'Breakthrough' review: Preachy, but occasionally compelling

Marcel Ruiz and Chrissy Metz star in "Breakthrough." Credit: 20th Century Fox/Allen Fraser
PLOT A teenager survives a near-fatal accident thanks to his mother’s prayers.
CAST Chrissy Metz, Topher Grace, Mike Colter
RATED PG (themes of death)
LENGTH 1:56
BOTTOM LINE A mostly preachy but occasionally compelling dramatization of a true story.
“Breakthrough,” the story of an all-but-dead teenager seemingly revived by prayer, may sound like internet apocrypha, but it is basically true. In 2015, John Smith, a 14-year-old from the suburbs of St. Louis, fell into a frozen lake and remained submerged for 15 minutes. Even after his rescue, he went 45 minutes without a pulse — and then a miracle happened.
Written in the medical record, at least according to the film: “Patient dead, mother prayed, patient came back to life.”
As modern-day Lazarus stories go, “Breakthrough” is slightly less dogmatic and a little more grounded in reality than most. (Two other fact-based tales, “Heaven is For Real” and “Miracles From Heaven,” come to mind.) A coproduction of the faith-based company Franklin Entertainment and the secular Fox 2000 Pictures, “Breakthrough” is mostly intent on preaching to a built-in choir. Still, it leaves its door ajar — even if just a tad — for others who may not share its faith.
The film begins by establishing St. Charles, Missouri, as an idealized community bonded by Christianity, the Pledge of Allegiance and high-school sports. John (Marcel Ruiz), a 14-year-old adoptee from Guatemala, is a mostly well-adjusted if slightly sullen kid; Joyce (an oddly wooden Chrissy Metz, of NBC’s “This Is Us”) is his cheerful if slightly persnickety mom; her husband, Brian (Josh Lucas), is pleasant and bland. Topher Grace plays Jason Noble, a new pastor, whose skinny jeans and use of slang (“lit!”) are meant to signify youthful disruption.

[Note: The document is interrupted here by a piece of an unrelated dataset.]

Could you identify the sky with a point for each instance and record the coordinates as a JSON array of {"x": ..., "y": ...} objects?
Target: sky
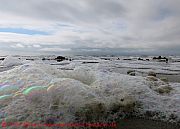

John’s accident shatters this placid American tableau and briefly gives the movie a jolt of excitement. Director Roxann Dawson stages John’s rescue with ticking-clock tension, and his apparent death on a hospital gurney lands with emotional weight. Adding to the drama are a couple of small but solid performances by Mike Colter as an atheist firefighter whose hands are guided underwater by a mysterious voice and Sam Trammell as Dr. Kent Sutterer, whose fierce determination to save his patient deserves some credit, too. (Both are real-life figures.)
“Breakthrough” has a tiresome tendency to paint the medical establishment as book-smart but God-ignorant; Dennis Haysbert plays yet another doctor helpless to explain John’s recovery. At the same time, Grant Nieporte’s script acknowledges that Joyce’s faith sometimes borders on fanatical, and that not everyone’s prayers are answered. In a few small ways, at least, “Breakthrough” tries to tell us an engaging story as well as deliver a sermon.